Après avoir observé le rôle et l’intérêt de l’analogie dans l’investigation proprement scientifique, il nous est désormais à charge de savoir comment Duhem y a recours dans l’investigation métaphysique. En effet, l’usage de l’analogie chez notre savant ne se limite pas à la théorie physique, mais elle vient établir un pont entre ladite théorie et la cosmologie. Le phénoménalisme duhémien impose qu’entre deux propositions, l’une physique et l’autre métaphysique, il ne peut y avoir ni accord ni contradiction : « il se peut cependant, écrit Duhem, qu’il y ait analogie ; et c’est une telle analogie qui doit relier la Cosmologie et la Physique théorique34 ». Sans se prononcer définitivement sur le lien entre physique et métaphysique, et sans confondre ces deux domaines, le cosmologiste, par le truchement de l’analogie, est en droit de s’inspirer de la théorie physique et d’en tirer de fortes présomptions quant au système qu’il souhaite élaborer :
C’est grâce à cette analogie que les systèmes de la Physique théorique peuvent venir en aide aux progrès de la Cosmologie ; cette analogie peut suggérer au philosophe tout un ensemble d’interprétations ; sa présence, nette et saisissante, peut accroître sa confiance en une certaine doctrine cosmologique ; son absence, le mettre en défiance contre une autre doctrine35.

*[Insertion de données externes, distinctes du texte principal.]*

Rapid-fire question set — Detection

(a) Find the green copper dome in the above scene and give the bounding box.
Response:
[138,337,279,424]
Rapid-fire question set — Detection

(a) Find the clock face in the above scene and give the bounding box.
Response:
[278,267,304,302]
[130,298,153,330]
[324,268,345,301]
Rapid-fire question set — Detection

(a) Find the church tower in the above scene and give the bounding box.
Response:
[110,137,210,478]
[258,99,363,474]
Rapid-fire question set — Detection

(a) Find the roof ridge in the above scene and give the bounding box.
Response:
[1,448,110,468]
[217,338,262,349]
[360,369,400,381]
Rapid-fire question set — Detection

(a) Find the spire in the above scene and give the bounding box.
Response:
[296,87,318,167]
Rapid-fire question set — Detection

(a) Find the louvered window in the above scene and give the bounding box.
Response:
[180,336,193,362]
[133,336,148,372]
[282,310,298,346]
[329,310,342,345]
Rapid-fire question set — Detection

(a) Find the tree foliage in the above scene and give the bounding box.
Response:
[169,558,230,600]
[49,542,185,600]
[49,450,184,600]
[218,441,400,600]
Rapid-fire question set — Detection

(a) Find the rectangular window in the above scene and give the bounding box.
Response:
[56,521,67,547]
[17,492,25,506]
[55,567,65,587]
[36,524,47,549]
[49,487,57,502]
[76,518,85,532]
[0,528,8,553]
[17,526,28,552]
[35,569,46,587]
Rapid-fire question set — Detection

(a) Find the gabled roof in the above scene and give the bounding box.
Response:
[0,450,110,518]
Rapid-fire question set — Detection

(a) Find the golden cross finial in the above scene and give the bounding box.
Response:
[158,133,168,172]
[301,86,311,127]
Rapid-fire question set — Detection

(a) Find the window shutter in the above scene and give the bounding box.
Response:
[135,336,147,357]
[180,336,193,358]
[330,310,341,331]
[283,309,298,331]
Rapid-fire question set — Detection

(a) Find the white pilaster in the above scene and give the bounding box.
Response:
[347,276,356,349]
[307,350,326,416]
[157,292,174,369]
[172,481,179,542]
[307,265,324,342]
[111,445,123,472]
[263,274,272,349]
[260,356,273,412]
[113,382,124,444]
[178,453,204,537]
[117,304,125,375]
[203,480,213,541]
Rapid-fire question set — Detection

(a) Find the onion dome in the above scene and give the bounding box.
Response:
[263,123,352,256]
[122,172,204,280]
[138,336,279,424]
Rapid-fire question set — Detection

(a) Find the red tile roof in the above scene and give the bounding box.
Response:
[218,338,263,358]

Néanmoins, le cosmologiste doit garder à l’esprit que les procédés de l’analogie dont il use à ses fins ne sauraient être pleinement rigoureux. Si Duhem parle de preuve par analogie, il précise aussitôt qu’il ne faudrait pas « confondre une telle preuve avec une véritable démonstration logique36 ». On pourrait aussi ajouter que le langage qui sert à la cosmologie n’a rien de mathématique contrairement à celui de la physique théorique, de ce fait, l’analogie entre les deux termes ne pourra jamais s’imposer de manière aussi nette que pour le cas de l’analogie au sein de la théorie physique : « Là où un penseur voit une analogie, un autre, […] peut fort bien voir une opposition37. » Car ce n’est plus deux symboles entièrement définis qui subissent la comparaison, mais deux ensembles de principes généraux : l’un tiré de la théorie physique et qui ne s’impose pas comme objectif, l’autre provenant d’une cosmologie et possiblement de sa partie profonde et moins apparente ‒ ce qui est du moins le cas pour l’analogie que propose Duhem.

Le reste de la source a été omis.